Neighbors share concerns as City Council approves hotel purchase for homeless

The Austin City Council voted Thursday to approve spending $8 million on buying a Rodeway Inn in South Austin to house the homeless. That number includes closing costs and renovation.

The City says projects like this will happen instead of the proposed and controversial South Austin Housing Center on Ben White.

Henri Daumas, president of the Timber Ridge Homeowners Association in South Austin, says his neighborhood is about 150 yards from a group of hotels they feel are surrounded by what they see as crime and drug issues.

"That whole area there is very, very seedy," Daumas said.  

According to the Austin Police "crime viewer" tool, since July there have been three robberies, two aggravated assaults, five burglaries and 78 other crimes, including possession of a controlled substance, criminal mischief, public intoxication, and assault, in the area.

"This also came up in the gun violence task force that the data is showing that the gun violence is happening in close proximity to these hotels," said Council Member Alison Alter.  

"I hope that the City's involvement and ownership of that property will really be an improvement in that area. I think that we'll be able to provide a level of safety that sounds like doesn't exist," said Council Member Kathie Tovo.                 

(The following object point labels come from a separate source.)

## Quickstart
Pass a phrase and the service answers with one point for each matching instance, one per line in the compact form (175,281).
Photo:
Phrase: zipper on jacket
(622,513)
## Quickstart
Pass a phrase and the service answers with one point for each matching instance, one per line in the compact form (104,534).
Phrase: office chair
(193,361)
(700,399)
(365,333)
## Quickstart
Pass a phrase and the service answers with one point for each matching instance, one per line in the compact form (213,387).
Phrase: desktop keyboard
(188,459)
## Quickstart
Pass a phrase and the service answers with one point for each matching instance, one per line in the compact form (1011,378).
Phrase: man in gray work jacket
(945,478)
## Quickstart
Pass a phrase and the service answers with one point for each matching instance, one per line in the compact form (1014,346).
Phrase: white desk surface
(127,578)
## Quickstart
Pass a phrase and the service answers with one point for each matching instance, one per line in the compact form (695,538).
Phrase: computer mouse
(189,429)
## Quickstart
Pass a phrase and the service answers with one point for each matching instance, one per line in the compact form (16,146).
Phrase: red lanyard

Daumas says Timber Ridge just spent a couple million dollars to revitalize the neighborhood. They see this as a step back.

"If they're going to do this, if they could just clean out all three hotels and do the same for all three, now that would be progress," Daumas said.  

After the council discussion, Daumas told us he thinks the City's involvement may not be as bad as he thought though.

"I'm in favor of helping the homeless, it's just that we have to know exactly how this is going to be done because we know it has not been done correctly everywhere," he said. 

The Ending Community Homelessness Coalition will run the shelter and executive director Matt Mollica says there will be no camping outside and they'll only take referrals.  

"Services on site will be provided to those that are living in the space, it won't be a space for people to congregate and you won't gain access to the space by showing up there so it won't be a place for someone to come and camp or be in that area at all," Mollica said.       

The hotel purchase passed unanimously. Mayor Steve Adler reassured the neighbors who came to City Hall.

"I promise you personally that I will come out there as this opens to be with you on-site regularly so that we can talk about whether or not the concerns you're expressing today are realizing," Adler said.

Now the city will do 60 days of due diligence, making sure the property is in good condition, but ECHO and Adler are hoping to start getting some people in there before then.